The very first review I wrote for Amazon was for The Traffics "Calenture", a sumptuous collection of bruise deep love songs that is one of my favourite things ever. The album that preceded that while lacking "Calenture,s" blue eyed opulent romanticism was "Born Sandy Devotional " which in it's own more arid yet starkly quixotic way is just as superb. Some would even say it's superior. I would contest them on that but not too vociferously.
The late Davis McComb was a truly gifted performer and writer obsessed with the vastness and landscape of his native Australia .Though this album was actually recorded in London it virtually reeks of the outback .Very rarely does one album so tantalisingly encapsulate the ambience , odours and textures of the geography that inspired it. More than any travel documentary "Born Sandy Devotional" imbibes the listener in what it would be like to experience the places these songs exist in.
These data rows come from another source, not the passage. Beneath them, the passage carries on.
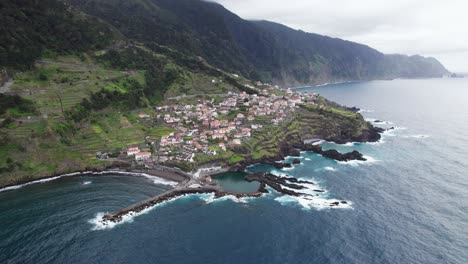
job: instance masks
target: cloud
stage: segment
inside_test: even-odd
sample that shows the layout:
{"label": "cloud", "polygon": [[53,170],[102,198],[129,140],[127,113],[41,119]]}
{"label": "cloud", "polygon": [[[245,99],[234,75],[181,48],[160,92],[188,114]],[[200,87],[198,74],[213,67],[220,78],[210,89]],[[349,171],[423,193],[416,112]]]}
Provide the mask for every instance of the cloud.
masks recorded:
{"label": "cloud", "polygon": [[466,0],[214,1],[245,19],[271,20],[385,53],[435,56],[450,70],[468,72]]}

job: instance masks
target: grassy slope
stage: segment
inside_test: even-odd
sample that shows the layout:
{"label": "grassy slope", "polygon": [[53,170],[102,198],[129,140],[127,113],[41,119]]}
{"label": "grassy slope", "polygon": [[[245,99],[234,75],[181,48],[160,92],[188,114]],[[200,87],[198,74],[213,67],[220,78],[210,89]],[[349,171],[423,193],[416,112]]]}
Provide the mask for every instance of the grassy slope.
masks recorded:
{"label": "grassy slope", "polygon": [[[116,69],[96,62],[98,58],[87,54],[43,58],[33,70],[16,75],[10,92],[30,99],[40,115],[28,119],[25,115],[15,116],[13,109],[8,109],[8,115],[20,119],[0,128],[0,186],[104,168],[110,163],[97,160],[96,152],[119,151],[143,143],[146,136],[157,139],[174,132],[137,116],[141,111],[151,113],[150,108],[121,111],[113,107],[93,112],[87,120],[75,125],[72,132],[63,132],[69,124],[64,119],[60,99],[66,112],[100,89],[125,94],[128,80],[145,83],[143,69]],[[167,96],[238,91],[228,83],[213,84],[213,79],[220,79],[217,76],[176,67],[181,75],[168,87]],[[43,119],[45,114],[48,118]]]}
{"label": "grassy slope", "polygon": [[256,123],[263,125],[260,131],[254,131],[252,138],[241,146],[220,156],[196,157],[196,165],[221,163],[233,165],[248,160],[251,163],[264,158],[277,159],[283,143],[292,145],[303,140],[321,138],[333,139],[340,137],[357,138],[371,128],[363,117],[352,111],[339,107],[337,104],[322,99],[323,107],[304,106],[283,124],[269,124],[270,117],[257,117]]}

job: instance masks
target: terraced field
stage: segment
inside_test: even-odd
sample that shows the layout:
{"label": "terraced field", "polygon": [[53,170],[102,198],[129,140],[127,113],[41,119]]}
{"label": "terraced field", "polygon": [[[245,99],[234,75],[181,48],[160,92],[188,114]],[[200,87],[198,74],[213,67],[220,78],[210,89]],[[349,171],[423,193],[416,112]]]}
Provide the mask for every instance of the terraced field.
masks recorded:
{"label": "terraced field", "polygon": [[104,69],[91,58],[58,57],[38,61],[34,70],[18,74],[10,93],[36,102],[43,115],[63,116],[62,110],[74,107],[91,93],[132,76],[141,80],[138,72]]}

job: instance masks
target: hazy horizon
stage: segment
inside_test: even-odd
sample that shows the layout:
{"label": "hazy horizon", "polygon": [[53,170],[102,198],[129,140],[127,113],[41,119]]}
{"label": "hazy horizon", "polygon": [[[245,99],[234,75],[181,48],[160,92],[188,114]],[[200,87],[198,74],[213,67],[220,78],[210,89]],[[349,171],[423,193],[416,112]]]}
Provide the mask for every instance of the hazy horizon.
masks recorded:
{"label": "hazy horizon", "polygon": [[468,72],[468,3],[452,0],[211,0],[248,20],[269,20],[359,42],[387,54],[438,59],[449,71]]}

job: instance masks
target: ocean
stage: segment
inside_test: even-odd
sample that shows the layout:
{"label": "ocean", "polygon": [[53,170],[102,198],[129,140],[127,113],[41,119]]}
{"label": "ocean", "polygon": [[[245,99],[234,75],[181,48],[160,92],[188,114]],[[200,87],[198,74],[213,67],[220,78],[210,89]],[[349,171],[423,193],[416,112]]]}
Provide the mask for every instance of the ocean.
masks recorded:
{"label": "ocean", "polygon": [[[339,163],[312,153],[271,171],[308,179],[314,200],[275,193],[187,196],[111,228],[99,216],[171,188],[136,176],[75,176],[0,192],[0,263],[468,263],[468,79],[301,88],[357,106],[386,132]],[[292,159],[292,158],[290,158]],[[242,174],[223,186],[252,188]],[[347,201],[331,209],[329,201]]]}

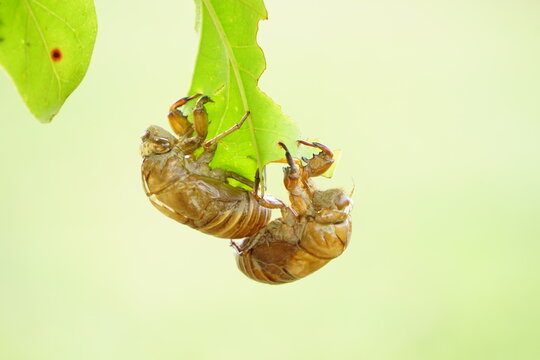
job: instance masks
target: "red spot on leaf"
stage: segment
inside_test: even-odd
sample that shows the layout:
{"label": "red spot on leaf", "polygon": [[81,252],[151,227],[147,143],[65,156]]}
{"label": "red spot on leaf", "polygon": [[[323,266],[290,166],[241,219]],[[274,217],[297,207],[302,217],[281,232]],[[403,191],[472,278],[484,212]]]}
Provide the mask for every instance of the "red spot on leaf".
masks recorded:
{"label": "red spot on leaf", "polygon": [[53,61],[62,60],[62,52],[60,51],[60,49],[56,48],[51,51],[51,59]]}

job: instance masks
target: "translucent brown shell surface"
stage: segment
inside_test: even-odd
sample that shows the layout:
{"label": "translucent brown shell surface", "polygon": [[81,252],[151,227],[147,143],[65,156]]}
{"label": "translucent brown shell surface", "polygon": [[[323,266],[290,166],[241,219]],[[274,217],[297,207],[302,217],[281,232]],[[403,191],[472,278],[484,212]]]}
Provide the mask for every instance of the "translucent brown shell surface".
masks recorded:
{"label": "translucent brown shell surface", "polygon": [[256,234],[270,221],[248,191],[192,174],[178,156],[146,158],[142,180],[152,205],[168,217],[206,234],[238,239]]}
{"label": "translucent brown shell surface", "polygon": [[253,280],[282,284],[301,279],[341,255],[351,237],[351,206],[332,209],[333,219],[316,221],[325,210],[294,224],[276,219],[258,234],[236,242],[239,269]]}

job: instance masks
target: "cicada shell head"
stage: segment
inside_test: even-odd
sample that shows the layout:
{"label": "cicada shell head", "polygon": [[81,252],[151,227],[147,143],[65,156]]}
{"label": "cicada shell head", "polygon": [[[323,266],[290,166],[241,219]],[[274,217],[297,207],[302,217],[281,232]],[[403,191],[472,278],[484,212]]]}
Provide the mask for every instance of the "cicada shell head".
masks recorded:
{"label": "cicada shell head", "polygon": [[156,125],[146,129],[141,140],[141,155],[143,157],[167,153],[178,142],[173,134]]}

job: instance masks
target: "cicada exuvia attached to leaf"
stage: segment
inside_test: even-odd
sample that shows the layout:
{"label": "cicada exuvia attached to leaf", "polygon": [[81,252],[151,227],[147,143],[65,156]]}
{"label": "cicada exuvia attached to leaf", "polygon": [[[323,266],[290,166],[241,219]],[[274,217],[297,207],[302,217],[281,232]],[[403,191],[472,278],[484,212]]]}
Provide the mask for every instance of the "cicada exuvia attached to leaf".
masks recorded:
{"label": "cicada exuvia attached to leaf", "polygon": [[288,283],[303,278],[339,256],[352,231],[352,200],[341,189],[318,190],[311,177],[323,174],[333,162],[330,149],[319,143],[300,143],[321,152],[306,164],[297,164],[284,144],[288,167],[284,183],[291,206],[257,234],[232,241],[240,270],[268,283]]}
{"label": "cicada exuvia attached to leaf", "polygon": [[[193,109],[193,123],[180,111],[188,101],[199,98]],[[240,122],[213,139],[206,140],[208,115],[200,94],[182,98],[169,111],[173,135],[150,126],[142,136],[141,154],[144,191],[152,205],[168,217],[206,234],[238,239],[256,234],[270,221],[270,209],[256,192],[232,186],[235,179],[251,188],[253,181],[239,174],[210,168],[219,141],[238,130]],[[195,155],[195,151],[202,152]]]}

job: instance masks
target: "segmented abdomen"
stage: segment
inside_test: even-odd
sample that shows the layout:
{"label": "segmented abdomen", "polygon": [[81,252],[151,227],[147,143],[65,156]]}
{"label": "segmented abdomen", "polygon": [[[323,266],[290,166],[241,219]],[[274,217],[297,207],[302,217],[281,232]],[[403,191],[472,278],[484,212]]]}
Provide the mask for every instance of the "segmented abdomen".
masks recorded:
{"label": "segmented abdomen", "polygon": [[351,230],[350,217],[338,224],[308,221],[294,226],[277,219],[259,234],[237,243],[240,253],[236,261],[253,280],[288,283],[315,272],[343,253]]}
{"label": "segmented abdomen", "polygon": [[240,239],[256,234],[270,221],[271,212],[261,207],[251,194],[246,194],[246,200],[239,201],[233,207],[225,206],[222,211],[216,211],[216,217],[194,228],[226,239]]}
{"label": "segmented abdomen", "polygon": [[251,193],[213,178],[190,174],[153,186],[150,175],[143,182],[159,211],[206,234],[239,239],[256,234],[270,221],[270,210]]}

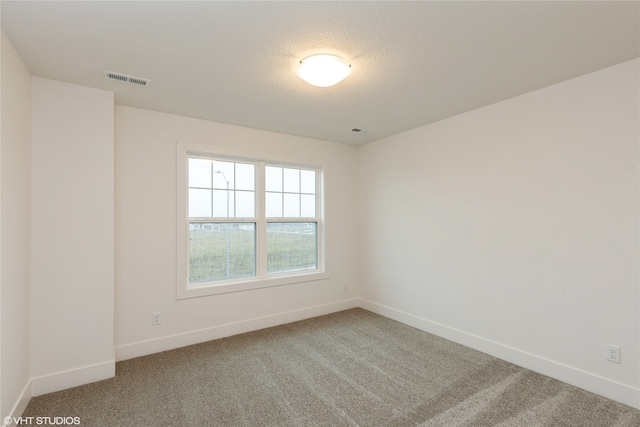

And what songs they are.
"Seabirds" is one the great opening numbers of an album. "No foreign pair of dark sun glasses can ever shield you from/ the light that pierces your eyelids /the screaming of the gulls". This song enveloped in pedal steel and ominous strings radiates dramatic friction and the lyrics have that ambiguous yet elegiac frisson that McComb seemed to produce at will. "Estuary Bed" follows with more lush pedal steel from Graham Lee and a beautiful languorous middle eight and yet more memorable couplets. "I know your shape/ our limbs entwined/I know your shape, remember mine." "Chicken Killer" has tumultuous guitar and is considered by some as a weak point of the album but it acts as a more buoyant bridge to the emotionally wracked fare that's to come. "Tarrilup Bridge" is a concise wrought suicide note leading to "Lonely Stretch", an epic road song with more dramatic bilious backing seething like cockroaches on a soiled mattress. "Wide Open Road "has McComb hunting down an ex -lover and her new man. "The Sky was big and empty/my chest filled to explode" he intones over hypnotic spiralling percussion. The swaggering chorus of "Life Of Crime" belies it mixture of regret and incipient desire while "Personal Things" is another haunting lament for someone who isn't there anymore, the albums emotional thematic hub. "Stolen Property" while undoubtedly the albums overwhelming blockbuster is a tremendous song, yet it falls momentarily into over wrought melodrama before the tender and touching brilliance of McCombs vocal for the songs conclusion. "Tender is the Night( The Long Fidelity )" is the clumsily titled closer, sung by Jill Birt who isn't a particularly gifted vocalist but her wispy tones quite suit the songs fragile emanation and the way David McComb weaves his way into the song is just magical.
There are extra tracks promised for this album which makes it a must in my house ( I've always owned this on vinyl ) and there are , I believe, plans to re-release their entire back catalogue over the next 18 months with more extra tracks and other impossibly exciting stuff. About ruddy time if you ask me. Few bands do/did organic fervid rock music as well as The Triffids and in David McComb they had one of the most compelling sages on loves choppy waters with a voice to pound your heart like a punch bag. To paraphrase the great man -those drums will roll off in your forehead, those guns will go off in your chest.